The “Chart of the Week” from Additive Manufacturing Research (AMR) is a weekly segment that offers readers a dive into the additive manufacturing (AM) landscape, showcasing pivotal statistics and trends derived from AMR’s exhaustive research. The latest chart provides AMR’s “Power Ranking” of various metal types in metal AM powders.
In tracking the metal powder market, it’s important to balance out such factors as growth and volumes. For instance, materials that ship in smaller volumes annually may have higher growth rates. Additionally, metals have different densities, so tracking the mass of powder shipments doesn’t tell the full story. In the case of aluminum, a ton of powder represents much more volume than a ton of steel.
Thus, in order to properly compare how important a metal is to the overall 3D printing market, AMR has developed the Power Ranking. The total market share of the volume of each metal powder type in a given year has been multiplied by the growth rate (given as a percentage) of that metal’s powder shipments in the same year. This value is multiplied by 100 to give the raw ranking, which is then divided into the total sum of all rank values in a given year to normalize for comparison across years.
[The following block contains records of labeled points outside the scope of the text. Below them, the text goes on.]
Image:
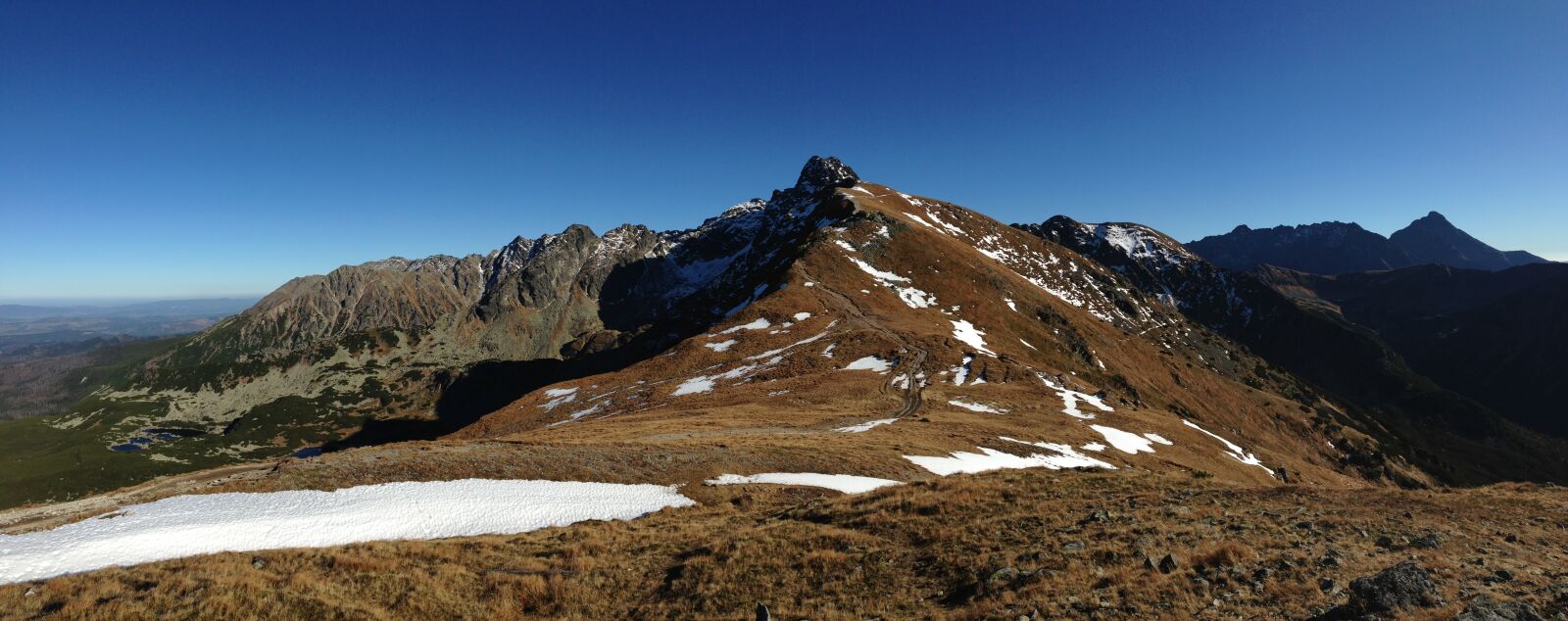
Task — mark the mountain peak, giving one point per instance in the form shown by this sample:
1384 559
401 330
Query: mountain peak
1432 218
825 172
Looking at the most recent Power Ranking chart from AMR reveals some interesting trends. Titanium, for instance, shows a prominent position within the ranking. This is indicative of its vital role in AM due to its strength-to-weight ratio and corrosion resistance, making it desirable for aerospace and medical applications. On the other hand, steels demonstrate a consistent presence, underlying their foundational role in various industries due to their versatility and performance.
Nickel alloys also command attention, due to their high-performance characteristics in extreme environments, making them indispensable in sectors such as aerospace and energy. Meanwhile, aluminum’s ranking highlights its growing popularity, owed to its lightness and the push for more fuel-efficient components in the automotive and aerospace sectors.
Other categories, like cobalt chrome, refractory metals, precious metals, and others, though smaller in volume, show varying degrees of growth and market share, reflecting niche applications or emerging trends in the AM landscape.
The chart not only serves as a snapshot of the current state but also as a predictive tool for future trends. For instance, metals with high growth rates but smaller volumes might indicate emerging materials that could disrupt the market if their application scope widens.